HONOLULU (HawaiiNewsNow) - For more than a decade, the Pacific Islands Athletic Alliance's annual combines have helped thousands of local prep athletes improve their chances of playing collegiate sports.
The group's influence -- and impact -- have been undeniable. College coaches from around the country have attended the event, and the video results circulate in coaching circles in programs near and far. So when the PIAA shut down operations earlier this year, citing financial reasons, executive director Doris Sullivan tasked former Hawaii defensive back Kenny Patton with continuing that mission.
"The biggest part about exposure, just like when Doris was doing it, is about making sure kids are getting accurate testing results," said Patton, who now conducts speed training for prep and collegiate athletes. "Making sure they can see, from freshman, sophomore, junior year that they're progressing."
For underclassmen around the state like Challen Fa'amatau, a junior running back form Farrington, athletic progression may one day make a life-changing difference. He's one of dozens of athletes who spend hours a week training with Patton, all of them with collegiate opportunities in mind.

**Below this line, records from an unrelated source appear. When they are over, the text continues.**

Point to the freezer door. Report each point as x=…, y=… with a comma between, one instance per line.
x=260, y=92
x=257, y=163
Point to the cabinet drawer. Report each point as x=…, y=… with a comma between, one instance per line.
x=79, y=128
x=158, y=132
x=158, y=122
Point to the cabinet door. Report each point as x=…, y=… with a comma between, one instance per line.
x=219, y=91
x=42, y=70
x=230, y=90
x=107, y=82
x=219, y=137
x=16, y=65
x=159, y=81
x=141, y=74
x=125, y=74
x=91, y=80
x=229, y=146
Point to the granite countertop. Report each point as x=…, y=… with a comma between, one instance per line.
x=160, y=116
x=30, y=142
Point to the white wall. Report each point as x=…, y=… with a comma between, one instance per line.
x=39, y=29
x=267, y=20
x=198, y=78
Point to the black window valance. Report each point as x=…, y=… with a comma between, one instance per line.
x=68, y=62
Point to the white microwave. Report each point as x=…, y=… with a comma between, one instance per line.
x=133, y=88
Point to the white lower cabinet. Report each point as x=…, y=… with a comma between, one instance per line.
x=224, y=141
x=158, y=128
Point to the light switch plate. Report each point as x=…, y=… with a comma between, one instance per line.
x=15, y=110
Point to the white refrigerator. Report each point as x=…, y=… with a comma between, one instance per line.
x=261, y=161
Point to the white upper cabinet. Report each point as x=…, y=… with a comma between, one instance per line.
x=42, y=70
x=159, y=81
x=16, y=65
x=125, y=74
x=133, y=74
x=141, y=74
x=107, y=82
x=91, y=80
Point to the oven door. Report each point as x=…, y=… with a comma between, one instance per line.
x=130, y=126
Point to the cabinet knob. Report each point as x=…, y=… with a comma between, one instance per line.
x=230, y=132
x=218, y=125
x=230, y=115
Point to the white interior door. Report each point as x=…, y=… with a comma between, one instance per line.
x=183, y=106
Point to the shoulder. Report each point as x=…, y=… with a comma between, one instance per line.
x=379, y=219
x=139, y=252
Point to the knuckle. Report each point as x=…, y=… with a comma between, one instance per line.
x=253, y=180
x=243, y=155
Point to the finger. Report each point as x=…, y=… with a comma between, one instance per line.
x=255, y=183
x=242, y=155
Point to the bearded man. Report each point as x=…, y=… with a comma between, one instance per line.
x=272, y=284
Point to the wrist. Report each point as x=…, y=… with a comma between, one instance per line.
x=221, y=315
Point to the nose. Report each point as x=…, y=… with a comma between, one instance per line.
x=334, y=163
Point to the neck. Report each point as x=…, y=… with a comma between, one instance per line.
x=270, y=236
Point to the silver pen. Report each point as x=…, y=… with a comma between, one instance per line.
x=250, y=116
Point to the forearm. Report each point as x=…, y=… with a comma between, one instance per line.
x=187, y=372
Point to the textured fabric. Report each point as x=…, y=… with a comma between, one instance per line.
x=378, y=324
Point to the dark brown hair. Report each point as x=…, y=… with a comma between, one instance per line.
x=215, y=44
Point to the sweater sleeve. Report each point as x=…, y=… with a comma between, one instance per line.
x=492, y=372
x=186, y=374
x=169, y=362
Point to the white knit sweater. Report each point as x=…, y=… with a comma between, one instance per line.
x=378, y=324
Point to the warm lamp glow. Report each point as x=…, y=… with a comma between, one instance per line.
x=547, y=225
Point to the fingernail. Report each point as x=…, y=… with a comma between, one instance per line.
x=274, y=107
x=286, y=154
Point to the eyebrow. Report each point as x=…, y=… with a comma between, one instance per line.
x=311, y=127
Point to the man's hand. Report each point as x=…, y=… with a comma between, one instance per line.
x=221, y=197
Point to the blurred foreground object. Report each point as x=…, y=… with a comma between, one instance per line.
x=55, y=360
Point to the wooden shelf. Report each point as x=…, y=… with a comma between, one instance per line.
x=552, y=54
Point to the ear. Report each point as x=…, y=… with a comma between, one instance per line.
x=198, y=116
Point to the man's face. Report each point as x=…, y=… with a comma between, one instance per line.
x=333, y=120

"I just hope that I get some coach's attention, and some great exposure," said Fa'amatau. "Maybe I can pursue my dreams and go to college, and maybe go to a college that I really want to go to," he added, emphasizing with intonation the benefits that having college choices can bring.
Patton's approach with prep players have resulted in choices for athletes aplenty; Vavae Malepeai will attend USC on scholarship this fall, and he may eventually be joined there by Saint Louis junior Tua Tagovailoa, the state's most recruited prospect in the class of 2017.
"It's a great experience, because I get to see where I'm at with my 40, my pro agility, all of these things that we've worked hard on with Coach Kenny," said Tagovailoa.
When Tagovailoa and the rest of the athletes test at the Hawaii Football Combine on May 21, they'll be doing so with some high-tech timing devices; the same instruments used to test 40 times at the NFL Combine will be employed on the field at Saint Louis School, helping athletes get more accurate readings on their times.
"It's important to them so that college coaches know exactly how fast they are, because that's what the game has evolved to, is speed," said Patton. "We want to show that the state of Hawaii is fast, and we belong at the next level."